Note that this latter result is consistent with the relation $a=-\frac{k}{m}x$ between $a$ and $x$ that we derived from Newton’s 2^nd Law near the start of this chapter. Recognizing that the $x_{\max}\space \cos \Big( \frac{2\pi\space \mbox{rad}}{T}t \Big)$ is $x$ and that the $\Big(\frac{2\pi\space \mbox{rad}}{T}\Big)^2$ is $\frac{k}{m}$, it is clear that equation $\ref{27-6}$ is the same thing as

$$a=-\frac{k}{m}x\label{27-7}$$

Frequency

The period $T$ has been defined to be the time that it takes for one complete oscillation. In SI units we can think of it as the number of seconds per oscillation. The reciprocal of $T$ is thus the number of oscillations per second. This is the rate at which oscillations occur. We give it a name, frequency, and a symbol, $f$.

$$f=\frac{1}{T}\label{27-8}$$

The units work out to be $\frac{1}{s}$ which we can think of as $\frac{\mbox{oscillations}}{s}$ as the oscillation, much like the radian is a marker rather than a true unit. A special name has been assigned to the SI unit of frequency, $1\frac{\mbox{oscillations}}{s}$ is defined to be 1 hertz, abbreviated 1 Hz. You can think of 1 Hz as either $1\frac{\mbox{oscillations}}{s}$ or simply $1\frac{1}{s}$.

In terms of frequency, rather than period, we can use $f=\frac{1}{T}$ to express all our previous results in terms of $f$ rather than $t$.

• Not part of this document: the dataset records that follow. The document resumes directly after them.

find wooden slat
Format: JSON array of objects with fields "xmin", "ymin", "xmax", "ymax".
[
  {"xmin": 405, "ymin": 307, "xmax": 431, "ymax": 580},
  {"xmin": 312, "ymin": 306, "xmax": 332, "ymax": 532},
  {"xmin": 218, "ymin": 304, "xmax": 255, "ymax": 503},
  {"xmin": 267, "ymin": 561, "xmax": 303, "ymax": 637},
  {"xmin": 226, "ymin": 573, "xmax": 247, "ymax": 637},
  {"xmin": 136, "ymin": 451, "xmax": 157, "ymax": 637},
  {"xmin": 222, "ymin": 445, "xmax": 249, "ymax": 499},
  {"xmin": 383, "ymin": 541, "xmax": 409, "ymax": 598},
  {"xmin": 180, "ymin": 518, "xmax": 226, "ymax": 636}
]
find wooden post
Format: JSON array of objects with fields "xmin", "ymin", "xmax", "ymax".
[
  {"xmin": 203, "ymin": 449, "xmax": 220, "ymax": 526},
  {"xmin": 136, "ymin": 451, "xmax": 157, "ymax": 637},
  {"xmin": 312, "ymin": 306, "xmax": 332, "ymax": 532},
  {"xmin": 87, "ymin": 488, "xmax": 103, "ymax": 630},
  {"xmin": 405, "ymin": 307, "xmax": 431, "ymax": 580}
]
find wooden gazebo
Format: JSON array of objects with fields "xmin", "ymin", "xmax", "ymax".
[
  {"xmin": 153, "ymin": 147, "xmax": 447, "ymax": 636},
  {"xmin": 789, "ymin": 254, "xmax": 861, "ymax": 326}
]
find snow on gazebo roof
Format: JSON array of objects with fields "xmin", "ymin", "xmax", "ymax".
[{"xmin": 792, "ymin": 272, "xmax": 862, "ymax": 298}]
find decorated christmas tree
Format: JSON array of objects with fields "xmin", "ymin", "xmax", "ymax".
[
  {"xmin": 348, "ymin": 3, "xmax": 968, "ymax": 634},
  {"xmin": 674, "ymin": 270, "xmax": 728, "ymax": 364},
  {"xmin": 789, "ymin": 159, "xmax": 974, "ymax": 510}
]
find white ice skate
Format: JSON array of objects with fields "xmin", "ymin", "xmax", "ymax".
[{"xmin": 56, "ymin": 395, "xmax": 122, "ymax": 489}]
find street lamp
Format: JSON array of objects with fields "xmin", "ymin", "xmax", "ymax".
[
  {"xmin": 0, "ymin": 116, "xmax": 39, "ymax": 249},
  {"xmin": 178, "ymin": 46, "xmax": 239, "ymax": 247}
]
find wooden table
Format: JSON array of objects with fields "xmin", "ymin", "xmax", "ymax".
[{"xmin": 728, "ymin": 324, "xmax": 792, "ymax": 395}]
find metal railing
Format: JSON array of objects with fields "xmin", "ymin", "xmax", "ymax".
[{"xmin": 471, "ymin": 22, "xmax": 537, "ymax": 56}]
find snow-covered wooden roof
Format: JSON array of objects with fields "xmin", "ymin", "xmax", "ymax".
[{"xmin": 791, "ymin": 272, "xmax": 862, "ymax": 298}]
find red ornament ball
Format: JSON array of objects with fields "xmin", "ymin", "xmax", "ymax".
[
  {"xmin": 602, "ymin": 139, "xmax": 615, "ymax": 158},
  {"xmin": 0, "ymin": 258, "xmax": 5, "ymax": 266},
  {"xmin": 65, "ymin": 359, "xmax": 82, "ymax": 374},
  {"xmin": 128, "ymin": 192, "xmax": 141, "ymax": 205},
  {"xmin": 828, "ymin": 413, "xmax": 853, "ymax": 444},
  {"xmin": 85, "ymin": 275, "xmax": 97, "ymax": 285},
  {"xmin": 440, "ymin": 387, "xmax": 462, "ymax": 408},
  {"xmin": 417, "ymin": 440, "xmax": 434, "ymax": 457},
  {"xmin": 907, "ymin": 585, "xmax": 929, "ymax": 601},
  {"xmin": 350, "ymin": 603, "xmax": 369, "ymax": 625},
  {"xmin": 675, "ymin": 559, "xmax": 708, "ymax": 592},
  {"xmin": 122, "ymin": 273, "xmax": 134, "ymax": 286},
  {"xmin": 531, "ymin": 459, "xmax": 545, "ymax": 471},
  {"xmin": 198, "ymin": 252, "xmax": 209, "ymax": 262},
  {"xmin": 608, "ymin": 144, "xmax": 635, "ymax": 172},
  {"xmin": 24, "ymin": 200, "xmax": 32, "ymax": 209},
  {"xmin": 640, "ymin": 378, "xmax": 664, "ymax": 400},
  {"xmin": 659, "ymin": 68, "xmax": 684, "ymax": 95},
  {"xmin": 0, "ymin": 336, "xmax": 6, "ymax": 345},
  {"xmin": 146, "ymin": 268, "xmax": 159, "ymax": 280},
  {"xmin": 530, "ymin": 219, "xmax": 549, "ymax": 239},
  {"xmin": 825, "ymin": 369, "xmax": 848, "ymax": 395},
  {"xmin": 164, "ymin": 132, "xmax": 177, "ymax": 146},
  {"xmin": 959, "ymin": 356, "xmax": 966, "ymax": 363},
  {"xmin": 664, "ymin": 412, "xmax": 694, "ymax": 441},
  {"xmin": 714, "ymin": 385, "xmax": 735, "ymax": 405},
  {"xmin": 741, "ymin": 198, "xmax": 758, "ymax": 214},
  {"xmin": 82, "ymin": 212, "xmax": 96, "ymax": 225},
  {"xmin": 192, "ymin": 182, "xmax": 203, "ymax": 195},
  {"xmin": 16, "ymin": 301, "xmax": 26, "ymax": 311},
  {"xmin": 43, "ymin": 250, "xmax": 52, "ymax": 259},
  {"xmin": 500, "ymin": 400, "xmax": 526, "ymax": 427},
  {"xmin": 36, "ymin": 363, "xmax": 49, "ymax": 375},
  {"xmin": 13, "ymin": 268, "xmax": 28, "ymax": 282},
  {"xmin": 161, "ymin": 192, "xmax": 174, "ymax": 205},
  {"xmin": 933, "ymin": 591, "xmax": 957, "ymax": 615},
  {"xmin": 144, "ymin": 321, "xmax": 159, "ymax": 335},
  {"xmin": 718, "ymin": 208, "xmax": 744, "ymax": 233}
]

$$f=\frac{1}{2\pi}\sqrt{\frac{k}{m}} \nonumber$$

$$x=x_{\max} \, \cos \Big(2\pi\space \mbox{rad} \space f\space t \Big) \nonumber$$

$$v=-2\pi f x_{\max} \, \sin \Big(2\pi\space \mbox{rad} \space f\space t \Big) \nonumber$$

$$a=-(2\pi f)^2 \cos \Big( 2\pi\space \mbox{rad} \space f \, t\Big) \nonumber$$

By inspection of the expressions for the velocity and acceleration above we see that the greatest possible value for the velocity is $2\pi f x_{\max}$ and the greatest possible value for the acceleration is $(2\pi f)^2 x_{\max}$. Defining

$$v_{\max}=\space x_{\max} (2\pi f)\label{27-9}$$

and

$$a_{\max}=x_{\max} (2\pi f)^2\label{27-10}$$

and, omitting the units “rad” from the phase (thus burdening the user with remembering that the units of the phase are radians while making the expressions a bit more concise) we have:

$$x=x_{\max} \, \cos(2\pi f\space t)\label{27-11}$$

$$v=-v_{\max}\space \sin(2\pi f\space t)\label{27-12}$$

$$a=-a_{\max} \, \cos(2\pi f\space t)\label{27-13}$$

The Simple Harmonic Equation

When the motion of an object is sinusoidal as in $x=x_{max}\space \cos (2\pi f\space t)$, we refer to the motion as simple harmonic motion. In the case of a block on a spring we found that

$$a=-\Big| \mbox{constant} \Big|\space x\label{27-14}$$

where the $\Big| \mbox{constant} \Big|$ was $\frac{k}{m}$ and was shown to be equal to $(2\pi\space f)^2$. Written as

$$\frac{d^2x}{dt^2}=-(2\pi\space f)^2 \, x\label{27-15}$$

the equation is a completely general equation, not specific to a block on a spring. Indeed, any time you find that, for any system, the second derivative of the position variable, with respect to time, is equal to a negative constant times the position variable itself, you are dealing with a case of simple harmonic motion, and you can equate the absolute value of the constant to $(2\pi\space f)^2$.